All in all, I think my first day as a magician’s apprentice has gone pretty much as expected.
We pull off the highway and follow a series of bad dirt roads until we land up in front of a hotel called The Zulu Regent. It’s a monstrosity of a building, an ancient Gothic mansion complete with gargoyles and peeling paint. Basically it screams ‘murder dungeon’ to anyone with any kind of common sense. Ronin obviously likes it.
‘We’re not seriously staying here, are we?’ I ask.

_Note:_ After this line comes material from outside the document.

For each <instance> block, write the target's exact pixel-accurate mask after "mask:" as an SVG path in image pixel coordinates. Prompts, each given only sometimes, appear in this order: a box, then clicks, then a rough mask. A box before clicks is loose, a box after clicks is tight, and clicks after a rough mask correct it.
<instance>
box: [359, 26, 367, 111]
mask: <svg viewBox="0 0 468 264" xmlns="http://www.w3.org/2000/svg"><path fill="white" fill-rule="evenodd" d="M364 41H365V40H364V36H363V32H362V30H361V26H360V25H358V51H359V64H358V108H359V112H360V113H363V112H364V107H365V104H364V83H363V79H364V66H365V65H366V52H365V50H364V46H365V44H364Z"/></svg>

‘Relax,’ he says. ‘We’re safer here than we’d be camping outside. The guy who runs this place is an agent.’
A muscular black man in a faded pair of jeans and a white T-shirt walks down the steps and pulls Ronin into a bear hug. The sangoma beads on his forearms rattle as he shakes the bounty hunter from side to side.
‘OK, OK,’ Ronin growls.
‘Oh come on, Ronin,’ the guy says in a deep, pleasant voice. ‘How many years has it been?’
‘Only five or six.’
‘Five or six?’ He laughs as he puts Ronin back down. ‘It was sometime in the nineties.’
‘Yeah, well, time flies.’
‘I’m sorry, but I refuse to accept that as an excuse. Never mind, it’s good to see you anyway.’
‘Good to see you too, old man,’ Ronin says. This is my apprentice, Baxter. Baxter, Sandile.’
Sandile raises an eyebrow. ‘I didn’t think anyone would EVER be stupid enough to become Ronin’s apprentice.’
‘You underestimate the stupidity of the kids of today,’ Ronin replies.